The new laws of political physics

So what is ONF, actually? First and foremost, it is a new way of communication between Putin and the Russian voters. Putin, a politician who self-confessedly hated electoral campaigns, had to realise in the past decade that he functions the best in campaign-like but uncompetitive situations: when he – as the person in charge – can talk to people and resolve problems on the spot, but without any alternatives present to challenge his supremacy. Putin’s ‘call-in show’ that he did not abandon even in the aftermath of the 2011 protests and that he intends to bring back at the end of this month is an example of this. ONF could be an extension of this method of communication. Just an example: the association plans to hold ‘mini-congresses’ in each of the 83 regions of Russia, emphasising its freshness and openness to people’s everyday problems. By doing this, it reinforces Putin, but to be credible as a problem solving ‘service provider association’ at the first place, it also needs Putin as a symbol.

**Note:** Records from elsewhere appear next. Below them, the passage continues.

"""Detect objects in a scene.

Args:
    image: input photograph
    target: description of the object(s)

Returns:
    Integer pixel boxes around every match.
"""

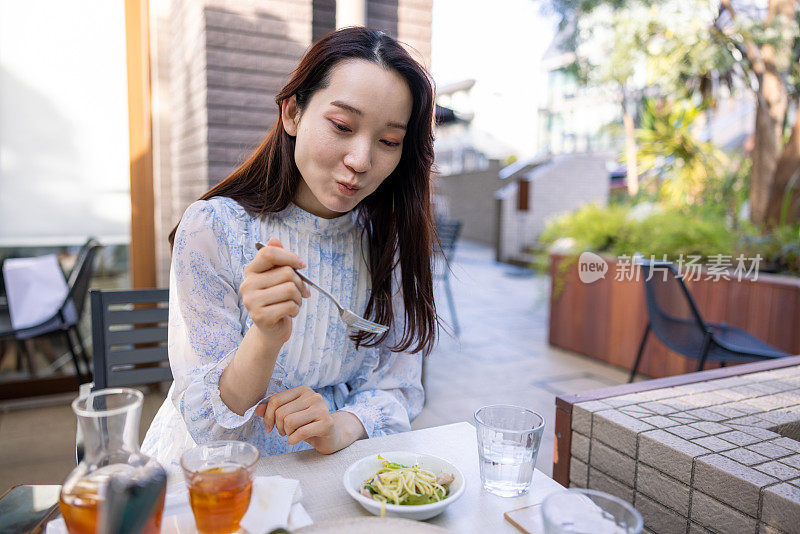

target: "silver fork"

Putin’s main gambit may be exactly to create a competitive political system for the elite with political structures for which he is indispensable. He is indispensable for ONF because it is built around him and lives on his legitimacy – it could not be rebuilt around Volodin or Sobyanin overnight. He is equally indispensable for United Russia not only because United Russia’s core voter base probably largely overlaps with the hard core of Putin’s, but because Putin’s close associates will oversee the kompromats connected to the party.

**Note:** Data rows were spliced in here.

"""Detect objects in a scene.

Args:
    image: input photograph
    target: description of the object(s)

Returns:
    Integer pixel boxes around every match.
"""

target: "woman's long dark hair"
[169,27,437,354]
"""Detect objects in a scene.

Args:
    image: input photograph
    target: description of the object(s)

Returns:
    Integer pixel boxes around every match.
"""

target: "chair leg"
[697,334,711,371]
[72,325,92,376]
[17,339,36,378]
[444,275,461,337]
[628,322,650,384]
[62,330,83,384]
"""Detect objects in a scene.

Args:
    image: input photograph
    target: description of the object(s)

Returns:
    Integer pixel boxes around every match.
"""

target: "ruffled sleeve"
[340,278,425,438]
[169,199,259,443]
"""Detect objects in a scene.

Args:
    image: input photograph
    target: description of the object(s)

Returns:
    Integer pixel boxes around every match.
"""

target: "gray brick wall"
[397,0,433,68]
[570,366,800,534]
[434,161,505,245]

As I have indicated many times before, ‘kompromat’ will be the buzzword of the coming years in Russia. The most important difference between Putin’s early years and his third term is where the weights and the pivotal points are in the power vertical. In Putin’s early years the secret services and energy industries were the key points. While they remain undoubtedly important today, the key for the next couple of years will be financial oversight and anti-corruption bodies. First of all, the economic crisis has shown the importance of sound economic management as opposed to living on energy dollars, and the danger of Russia’s economic imbalances, a threat that still exists today.  Second, Putin’s system is 13 years old: it has already created itself a large depository of kompromat files, a powerful kind of ammunition at a time when the wealth that can be redistributed among the elite gets scarcer.

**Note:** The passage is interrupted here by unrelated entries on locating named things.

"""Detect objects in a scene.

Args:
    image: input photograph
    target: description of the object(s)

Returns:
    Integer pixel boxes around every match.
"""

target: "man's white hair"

Putin seems to have recognised the new rules of power. He put Elvira Nabiullina, a loyal associate to the helm of the central bank to oversee the financial market. He appointed his ‘to-do-man’, Yevgeny Shkolov, a long-time friend from the KGB days to chair the body responsible to oversee the income declarations of officials. He apparently toys with the idea of appointing another trusted ally, Tatiana Golikova to head the Supreme Audit Chamber. Even the dozen United Russia deputies he more or less controls himself are placed strategically to anti-corruption bodies, as I have blogged about before. Ensuring a sound economic management for a longer term seems to be a trickier issue for now, but ‘unorthodox’ solutions can sometimes come handy: the creation of a position outside the government to determine the economic policy course of the country would certainly be one of these – and later why not appoint Dmitry Medvedev to it, after his dismissal as Prime Minister, or Alexei Kudrin, for that matter?

Indeed, if Putin can pull the trick of tightening his grip on the elite, he can even allow conflicting elite groups to compete in the political realm. As long as the elite is unable or unwilling to think outside the box called Vladimir Putin, he is fine. How long he can go on like this depends on the maths. That is, whether he can confidently put a majority behind himself and what he symbolises. For the time being, with the proportion of Russians that do not want to see Putin running for a fourth term standing at 55%, it seems that the ultimate red line is 2018.  And even by then, Vladimir Putin will have to switch to constant campaigning mode.